April 16/23, 2018: Volume 33, Issue 22

By Lisbeth Calandrino

Every team looks to hire superstars. However, extremely talented people are hard to find and recruit—and did I mention expensive? Just look at major league sports teams and what they spend to bring in superstars. If you really want great talent, why not coach the ones you already have? Take those Clark Kents and turn them into supermen and superwomen.

If you aren’t already building superstars, consider the idea that your managers may just be managing and not coaching. Those who don’t coach aren’t necessarily bad managers, but if they don’t coach they are overlooking an important tool to develop talent. A good manager can kick your butt when it’s needed and help you focus on what you’ve been avoiding.

The coaching statistics are pretty impressive. According to a recent study by Knowledge Tree, sales representatives receiving at least three hours of coaching per month exceed their selling goals by 7%, increase revenue by 25% and improve closing rates by 70%. Who wouldn’t want those statistics?

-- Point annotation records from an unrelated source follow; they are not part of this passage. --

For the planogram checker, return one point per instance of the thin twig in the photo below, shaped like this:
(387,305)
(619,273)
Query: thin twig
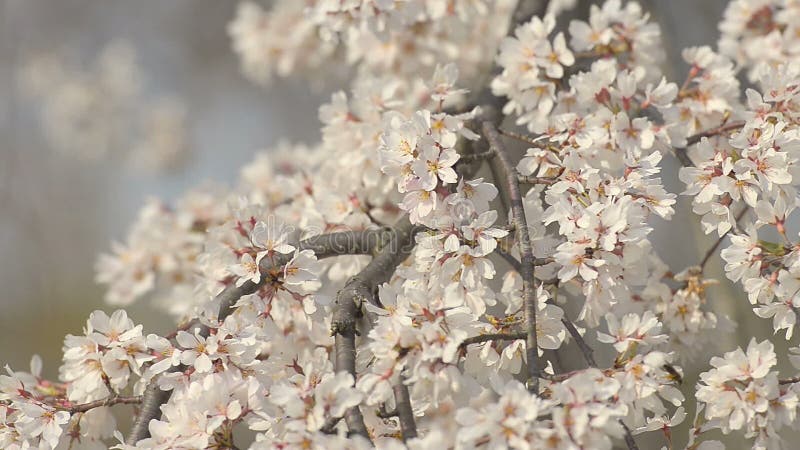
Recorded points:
(405,413)
(323,246)
(714,247)
(537,180)
(789,380)
(358,290)
(629,441)
(481,338)
(588,353)
(695,138)
(110,401)
(502,164)
(681,152)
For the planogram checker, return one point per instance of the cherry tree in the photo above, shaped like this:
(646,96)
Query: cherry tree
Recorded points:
(481,201)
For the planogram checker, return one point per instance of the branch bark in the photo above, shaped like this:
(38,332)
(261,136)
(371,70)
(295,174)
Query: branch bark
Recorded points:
(110,401)
(323,246)
(502,165)
(405,413)
(350,299)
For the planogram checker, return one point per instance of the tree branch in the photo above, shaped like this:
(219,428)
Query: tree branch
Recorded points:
(502,165)
(110,401)
(714,247)
(350,299)
(588,353)
(481,338)
(323,246)
(405,413)
(629,441)
(682,152)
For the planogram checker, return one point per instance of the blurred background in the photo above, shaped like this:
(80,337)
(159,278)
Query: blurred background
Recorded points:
(59,211)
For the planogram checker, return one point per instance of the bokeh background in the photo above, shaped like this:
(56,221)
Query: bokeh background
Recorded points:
(58,212)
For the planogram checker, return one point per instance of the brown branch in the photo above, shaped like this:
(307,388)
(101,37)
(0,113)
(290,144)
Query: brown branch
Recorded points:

Teams are how things get done in most businesses. Think about your own company—what jobs do you have that don’t depend on several people to get it done right? We usually don’t think about how we can coach individual members to make them even better. For example, if you owned a major league franchise, you would try to figure out how to get your investment to pay off.

Interestingly, you actually have a major league franchise and have a lot invested in the people who work for you. Think about how much you have invested in your showroom to keep it looking clean and up to date as well as your trucks and vans.

Things are good, you say, why change anything? This is often called the complacency of success and could be the beginning of the end. The more we want things to stay the same the quicker they are changing in the real world. They say hindsight is 20/20; it can also bite you in a place you can’t reach. You may be wasting a whole lot of time and money not doing anything. Here are somethings a coach can do for you:

Make your team more functional. You know those stupid jokes your employees play on each other when there’s nothing to do? Once they start building goals and questioning their values, they will have plenty to do. They will also begin to understand their team members and start working together. Tasks will get executed more efficiently when there’s something in it for everyone.

Help the team adjust to any changes. A good coach can act as a consultant and teach the team skills that will help them adjust. The coach can also teach problem-solving skills.

Help you see employee patterns. Good coaches look at nonverbal cues, the language people use when they speak about themselves and others. Do they say they feel powerful and then use “wimpy” or tentative language, such as “maybe” or “I should do that” instead of “I will?” These things take away from their power. Do they see themselves as team players but always use “I” instead of “we” when talking about how a task got done? Do they sit with their arms crossed while leaning back in their chairs? A coach can pay attention to these telling cues.

To learn more about coaching, join me at The Remodeling Show in Baltimore, Oct. 9-11, at the Baltimore Convention Center, where I will be speaking on, “The Coaching Edge, Building a Successful Team.” You can also call me at 518.495.5380.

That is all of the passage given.